Several of Tsarnaev’s former teachers and friends told jurors that he had been considered popular and kind. And some of Tsarnaev’s relatives from his mother’s native Dagestan, in southern Russia, described to jurors the sweet boy they recalled before his family moved to America. Some of those relatives also described seeing Tsarnaev’s mother and older brother become more radical in their Islamic beliefs.
But perhaps the most critical testimony came over the last three days of the trial, as both sides painted contrasting pictures of what Tsarnaev’s life in prison might look like. A consultant for the defense team testified that the conditions at the federal Supermax prison in Colorado are so strict that prisoners are confined to a single-inmate cell for 23 hours a day, and they have limited email and phone communication.
The defense team suggested to jurors that it would be better to send Tsarnaev there than to keep him in the public eye during the lengthy time it would take to appeal a death sentence.
But prosecutors have argued that death is the only appropriate punishment for Tsarnaev, arguing that there is no way to be certain where Tsarnaev would be held if sentenced to life in prison, and whether strict prison conditions could improve over time.

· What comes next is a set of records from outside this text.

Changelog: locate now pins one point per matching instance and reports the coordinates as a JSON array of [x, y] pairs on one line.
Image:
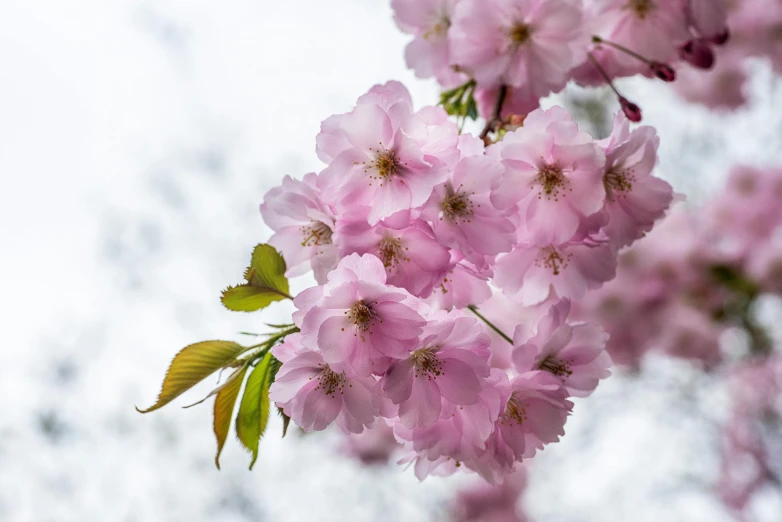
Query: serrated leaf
[[224, 408], [254, 410], [192, 365], [266, 282]]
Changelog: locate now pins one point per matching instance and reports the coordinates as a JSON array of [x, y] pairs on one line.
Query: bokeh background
[[137, 139]]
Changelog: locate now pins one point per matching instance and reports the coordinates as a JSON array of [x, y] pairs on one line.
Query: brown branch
[[495, 119]]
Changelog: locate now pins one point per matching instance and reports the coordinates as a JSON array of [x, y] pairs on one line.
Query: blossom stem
[[495, 118], [622, 48], [491, 325], [603, 74]]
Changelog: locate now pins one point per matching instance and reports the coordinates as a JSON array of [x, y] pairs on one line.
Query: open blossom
[[356, 321], [534, 414], [634, 198], [652, 29], [413, 258], [429, 21], [527, 44], [463, 285], [313, 395], [532, 274], [553, 173], [376, 163], [449, 363], [303, 226], [463, 215], [575, 354]]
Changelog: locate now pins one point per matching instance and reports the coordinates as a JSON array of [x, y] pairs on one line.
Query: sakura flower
[[463, 285], [527, 44], [708, 17], [413, 258], [534, 414], [449, 363], [356, 320], [462, 213], [634, 198], [653, 29], [532, 274], [380, 165], [303, 226], [553, 174], [575, 354], [313, 395], [429, 21]]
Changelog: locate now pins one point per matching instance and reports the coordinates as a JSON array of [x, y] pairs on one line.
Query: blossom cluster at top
[[534, 47], [406, 228]]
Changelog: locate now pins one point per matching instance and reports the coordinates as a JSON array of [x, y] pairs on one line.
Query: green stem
[[502, 334]]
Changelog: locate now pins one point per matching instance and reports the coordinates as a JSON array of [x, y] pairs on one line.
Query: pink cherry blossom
[[429, 21], [463, 215], [573, 353], [527, 44], [313, 395], [303, 226], [379, 164], [553, 173], [488, 503], [413, 258], [449, 363], [708, 17], [531, 274], [634, 198], [654, 30], [533, 415], [463, 285], [358, 322]]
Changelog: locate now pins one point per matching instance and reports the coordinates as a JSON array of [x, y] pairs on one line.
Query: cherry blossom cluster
[[697, 275], [408, 228], [751, 445], [532, 48]]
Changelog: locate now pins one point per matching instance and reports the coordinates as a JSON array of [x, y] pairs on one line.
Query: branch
[[495, 119]]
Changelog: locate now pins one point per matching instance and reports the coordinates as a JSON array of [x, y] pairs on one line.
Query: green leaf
[[266, 282], [254, 410], [192, 365], [224, 408]]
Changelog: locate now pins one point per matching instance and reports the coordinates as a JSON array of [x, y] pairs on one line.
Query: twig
[[495, 119]]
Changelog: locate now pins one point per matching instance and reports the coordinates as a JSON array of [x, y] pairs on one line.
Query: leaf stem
[[495, 118], [491, 325]]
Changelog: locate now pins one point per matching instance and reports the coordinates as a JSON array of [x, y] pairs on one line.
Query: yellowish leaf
[[192, 365]]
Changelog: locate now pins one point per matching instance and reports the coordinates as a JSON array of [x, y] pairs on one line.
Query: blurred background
[[137, 139]]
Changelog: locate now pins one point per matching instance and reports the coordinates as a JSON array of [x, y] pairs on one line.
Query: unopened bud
[[663, 71]]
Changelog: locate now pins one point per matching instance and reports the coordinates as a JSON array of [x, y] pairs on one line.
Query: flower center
[[641, 7], [427, 363], [361, 315], [553, 365], [618, 180], [514, 411], [520, 33], [330, 381], [316, 234], [384, 166], [552, 182], [439, 29], [457, 206], [391, 252], [553, 260]]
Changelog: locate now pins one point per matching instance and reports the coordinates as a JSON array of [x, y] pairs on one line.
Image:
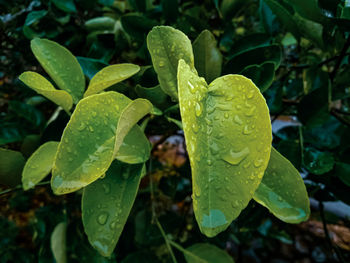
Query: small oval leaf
[[87, 145], [207, 57], [42, 86], [106, 205], [61, 65], [282, 191], [228, 135], [167, 45], [109, 76], [39, 164]]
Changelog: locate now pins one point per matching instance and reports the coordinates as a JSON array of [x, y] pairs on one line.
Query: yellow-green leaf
[[207, 57], [87, 145], [58, 243], [106, 205], [109, 76], [42, 86], [135, 147], [61, 65], [206, 253], [167, 46], [282, 190], [39, 164], [131, 114], [228, 136]]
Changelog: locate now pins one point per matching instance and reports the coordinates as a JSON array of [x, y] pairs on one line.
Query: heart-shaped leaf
[[282, 190], [109, 76], [39, 164], [61, 65], [207, 57], [106, 205], [41, 85], [228, 135], [166, 46]]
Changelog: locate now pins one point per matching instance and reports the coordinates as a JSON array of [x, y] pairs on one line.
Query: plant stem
[[19, 187]]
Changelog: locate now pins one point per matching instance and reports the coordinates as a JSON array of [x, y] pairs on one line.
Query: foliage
[[127, 72]]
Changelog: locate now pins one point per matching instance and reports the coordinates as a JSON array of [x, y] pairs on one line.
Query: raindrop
[[102, 218], [235, 158]]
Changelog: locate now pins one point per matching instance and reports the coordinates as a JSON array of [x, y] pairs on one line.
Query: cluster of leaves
[[298, 59]]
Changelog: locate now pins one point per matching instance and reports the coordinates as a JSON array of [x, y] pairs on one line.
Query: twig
[[340, 59]]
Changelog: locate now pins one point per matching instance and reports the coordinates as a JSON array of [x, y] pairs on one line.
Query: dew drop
[[235, 158], [102, 218]]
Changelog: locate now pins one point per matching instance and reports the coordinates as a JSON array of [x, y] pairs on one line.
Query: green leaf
[[206, 253], [262, 75], [39, 165], [318, 162], [93, 137], [42, 86], [284, 16], [131, 114], [154, 94], [228, 134], [207, 57], [109, 76], [106, 205], [342, 171], [87, 145], [91, 66], [167, 46], [255, 56], [135, 147], [61, 65], [65, 5], [282, 190], [58, 243], [11, 166]]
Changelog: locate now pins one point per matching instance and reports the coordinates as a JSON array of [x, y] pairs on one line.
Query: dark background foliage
[[308, 96]]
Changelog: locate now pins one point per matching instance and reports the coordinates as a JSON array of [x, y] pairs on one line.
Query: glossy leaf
[[207, 57], [135, 147], [11, 166], [109, 76], [131, 114], [41, 85], [282, 190], [58, 243], [228, 136], [61, 65], [255, 56], [39, 165], [206, 253], [167, 46], [106, 205], [318, 162], [262, 75], [87, 145]]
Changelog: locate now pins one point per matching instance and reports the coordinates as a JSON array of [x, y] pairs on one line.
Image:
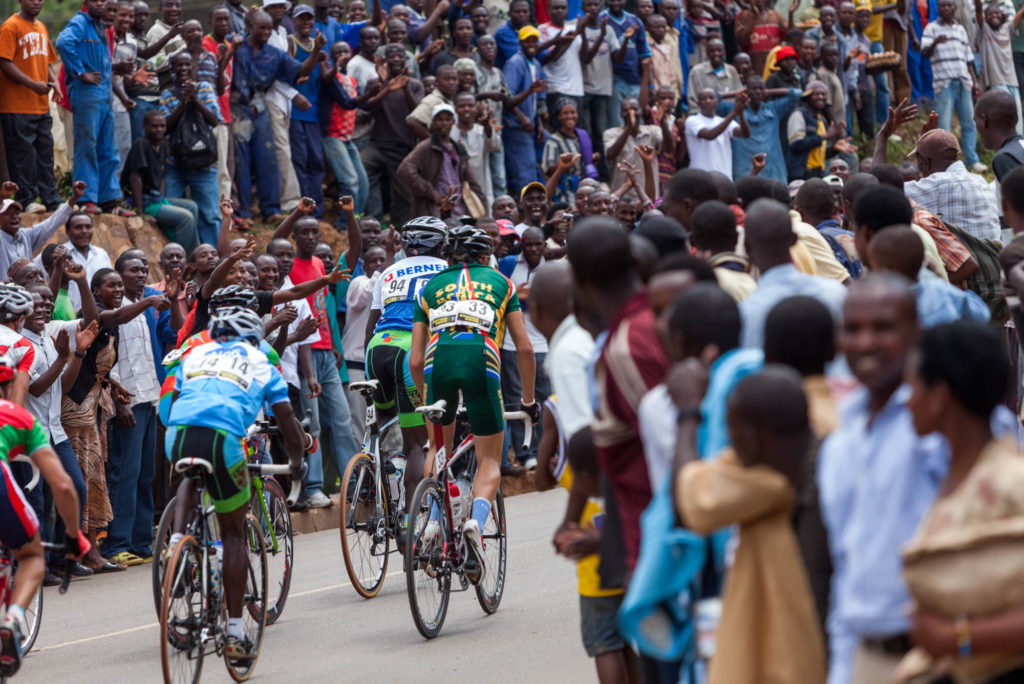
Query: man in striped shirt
[[945, 44]]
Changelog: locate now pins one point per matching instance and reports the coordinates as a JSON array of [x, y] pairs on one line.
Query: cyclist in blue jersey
[[219, 390], [389, 333]]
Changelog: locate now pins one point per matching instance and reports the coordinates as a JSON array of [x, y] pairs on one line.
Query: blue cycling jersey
[[224, 386], [398, 288]]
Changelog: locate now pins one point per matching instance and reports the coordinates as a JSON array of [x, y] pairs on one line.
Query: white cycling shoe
[[474, 549]]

Prosecutors pointed out that the special administrative conditions that have been placed on Tsarnaev have already been loosened since he has been in prison.
“The Bureau of Prisons, at all times, is seeking to lessen restrictions on inmates, is that fair to say?” Assistant US Attorney Steve Mellin asked one witness.
Several jurors, including the forewoman, took copious notes during the testimony. Some told the judge during the juror screening process that they could hand out a death sentence if they find it is warranted, but thought a sentence of life in prison could be a worse punishment.